La légende de Jean Barbotte

Parmi les nombreuses histoires transmises de génération en génération à Domfront, aucune n’est sans doute aussi célèbre que celle du « pendu de Domfront ». Cette légende trouve son origine dans les événements qui suivirent la prise de la ville en 1574, à la fin du siège mené contre les partisans protestants de Gabriel de Montgommery. Après la capitulation de la place forte, plusieurs habitants favorables à la Réforme furent poursuivis et certains condamnés.

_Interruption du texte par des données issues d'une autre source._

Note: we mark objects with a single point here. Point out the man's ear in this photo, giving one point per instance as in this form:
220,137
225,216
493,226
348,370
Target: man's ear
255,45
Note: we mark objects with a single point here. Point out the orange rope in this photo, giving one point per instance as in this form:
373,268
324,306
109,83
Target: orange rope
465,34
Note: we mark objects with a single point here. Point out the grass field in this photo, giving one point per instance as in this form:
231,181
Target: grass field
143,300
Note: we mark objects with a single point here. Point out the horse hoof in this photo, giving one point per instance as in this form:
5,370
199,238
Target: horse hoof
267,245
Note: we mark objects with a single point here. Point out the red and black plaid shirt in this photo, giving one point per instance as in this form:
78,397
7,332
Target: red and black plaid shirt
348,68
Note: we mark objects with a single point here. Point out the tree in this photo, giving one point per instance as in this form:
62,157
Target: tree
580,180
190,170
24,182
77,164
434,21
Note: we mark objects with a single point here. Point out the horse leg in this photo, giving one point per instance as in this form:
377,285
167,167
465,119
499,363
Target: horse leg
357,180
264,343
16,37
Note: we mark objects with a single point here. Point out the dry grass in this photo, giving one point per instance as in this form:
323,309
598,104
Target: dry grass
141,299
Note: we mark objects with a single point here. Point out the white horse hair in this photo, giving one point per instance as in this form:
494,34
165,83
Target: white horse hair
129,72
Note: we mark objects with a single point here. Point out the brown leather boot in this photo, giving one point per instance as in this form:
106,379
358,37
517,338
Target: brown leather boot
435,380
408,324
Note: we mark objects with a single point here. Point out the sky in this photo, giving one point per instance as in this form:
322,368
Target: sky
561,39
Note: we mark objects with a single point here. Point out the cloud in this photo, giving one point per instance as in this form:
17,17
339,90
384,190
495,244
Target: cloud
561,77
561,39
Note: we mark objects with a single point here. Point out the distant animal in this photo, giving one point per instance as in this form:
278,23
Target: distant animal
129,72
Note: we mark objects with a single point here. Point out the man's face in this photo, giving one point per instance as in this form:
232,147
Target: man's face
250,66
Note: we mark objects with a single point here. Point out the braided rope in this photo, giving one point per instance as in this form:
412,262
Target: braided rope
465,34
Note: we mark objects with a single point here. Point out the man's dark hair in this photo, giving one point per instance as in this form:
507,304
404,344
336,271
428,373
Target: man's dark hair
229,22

La tradition locale rapporte qu’un meunier nommé Jean Barbotte, établi près de Notre-Dame-sur-l’Eau, réussit dans un premier temps à échapper aux recherches en se réfugiant dans les forêts environnantes. Pensant le danger passé, il serait revenu à Domfront quelques mois plus tard, à l’occasion d’une foire. Reconnu par d’anciens adversaires, il aurait été arrêté presque immédiatement, jugé sans délai puis conduit au gibet. C’est alors qu’il aurait prononcé la phrase restée célèbre dans tout le Domfrontais :

« Domfront, ville de malheur ! Arrivé à midi, pendu à une heure ! »

Selon certaines versions, les gardes auraient même ajouté avec ironie :  «  Même pas  le temps de dîner. »

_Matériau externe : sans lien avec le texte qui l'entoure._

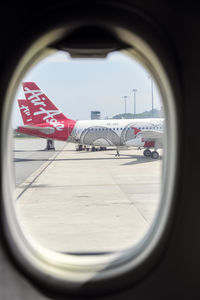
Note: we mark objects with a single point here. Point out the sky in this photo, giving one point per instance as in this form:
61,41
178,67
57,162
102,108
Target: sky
78,86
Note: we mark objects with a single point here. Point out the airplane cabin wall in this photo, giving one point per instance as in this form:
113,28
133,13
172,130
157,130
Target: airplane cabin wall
177,273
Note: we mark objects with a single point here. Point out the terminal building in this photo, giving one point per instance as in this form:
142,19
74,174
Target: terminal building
95,115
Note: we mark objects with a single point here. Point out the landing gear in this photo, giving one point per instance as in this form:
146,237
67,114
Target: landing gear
154,155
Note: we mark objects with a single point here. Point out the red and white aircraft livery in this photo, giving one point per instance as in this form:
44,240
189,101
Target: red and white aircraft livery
43,119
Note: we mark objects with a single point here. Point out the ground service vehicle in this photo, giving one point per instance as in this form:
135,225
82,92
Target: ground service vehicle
169,268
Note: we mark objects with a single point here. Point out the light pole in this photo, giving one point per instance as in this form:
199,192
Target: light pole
134,94
151,92
125,97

Au fil des siècles, cette formule est devenue l’un des dictons les plus connus de la ville. Elle figurait encore au début du XXᵉ siècle sur des cartes postales humoristiques et demeure aujourd’hui un élément important du folklore local.

Où se trouvait le gibet ?

C’est l’une des questions qui continue d’alimenter les discussions entre passionnés d’histoire locale. Aucun document connu ne permet aujourd’hui de localiser avec certitude le lieu de l’exécution. Deux hypothèses sont généralement avancées.

La première situe le gibet sur l’actuelle place de la Petite-Brière, à proximité immédiate de la ville sur le champ de foire.

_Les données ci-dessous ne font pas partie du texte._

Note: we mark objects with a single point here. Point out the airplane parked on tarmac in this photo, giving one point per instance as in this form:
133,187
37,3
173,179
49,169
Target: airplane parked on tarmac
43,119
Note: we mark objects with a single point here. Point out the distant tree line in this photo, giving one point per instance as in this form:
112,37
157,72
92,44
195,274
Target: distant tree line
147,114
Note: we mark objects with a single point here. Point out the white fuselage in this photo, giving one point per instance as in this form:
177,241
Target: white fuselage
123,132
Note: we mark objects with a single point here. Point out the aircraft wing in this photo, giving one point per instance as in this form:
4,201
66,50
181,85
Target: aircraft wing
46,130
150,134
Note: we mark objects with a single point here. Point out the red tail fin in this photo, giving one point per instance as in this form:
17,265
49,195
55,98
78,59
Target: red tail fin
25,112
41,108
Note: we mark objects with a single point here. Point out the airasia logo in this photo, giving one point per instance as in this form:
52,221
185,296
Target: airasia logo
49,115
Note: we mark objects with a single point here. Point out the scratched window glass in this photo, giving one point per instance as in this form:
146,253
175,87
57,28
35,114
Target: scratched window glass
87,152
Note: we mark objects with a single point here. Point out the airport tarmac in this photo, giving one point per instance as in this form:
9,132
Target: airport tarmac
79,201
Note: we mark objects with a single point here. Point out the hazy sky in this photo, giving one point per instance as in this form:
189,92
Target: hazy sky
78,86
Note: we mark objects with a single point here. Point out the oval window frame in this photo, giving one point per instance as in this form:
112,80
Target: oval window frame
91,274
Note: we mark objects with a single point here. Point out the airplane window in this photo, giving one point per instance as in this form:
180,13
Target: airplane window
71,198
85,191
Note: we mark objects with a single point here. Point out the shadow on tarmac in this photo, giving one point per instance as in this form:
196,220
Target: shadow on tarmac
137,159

La seconde, souvent considérée comme plus spectaculaire, place l’exécution à l’emplacement de l’actuelle croix du Faubourg sur le champ de foire aussi. Ce site, situé sur un point plus dégagé à l’extérieur de la cité, aurait permis de rendre le supplice visible de très loin. À une époque où les exécutions publiques avaient également une fonction d’exemple et d’intimidation, un tel emplacement aurait présenté un avantage évident pour les autorités. En l’absence de preuves archéologiques ou de documents précis, aucune de ces hypothèses ne peut être confirmée avec certitude.

Entre histoire et légende

Si le contexte historique est bien réel — le siège de Domfront, la présence de Gabriel de Montgommery et les représailles qui suivirent sa défaite — les détails concernant Jean Barbotte appartiennent principalement à la tradition orale. Comme beaucoup de récits populaires, la légende du pendu de Domfront mêle ainsi des événements authentiques à des éléments transmis et embellis au fil des générations.

Qu’elle soit entièrement vraie ou partiellement légendaire, elle demeure aujourd’hui l’un des récits les plus emblématiques de l’histoire domfrontaise et témoigne de la mémoire encore vivante des guerres de Religion dans la cité.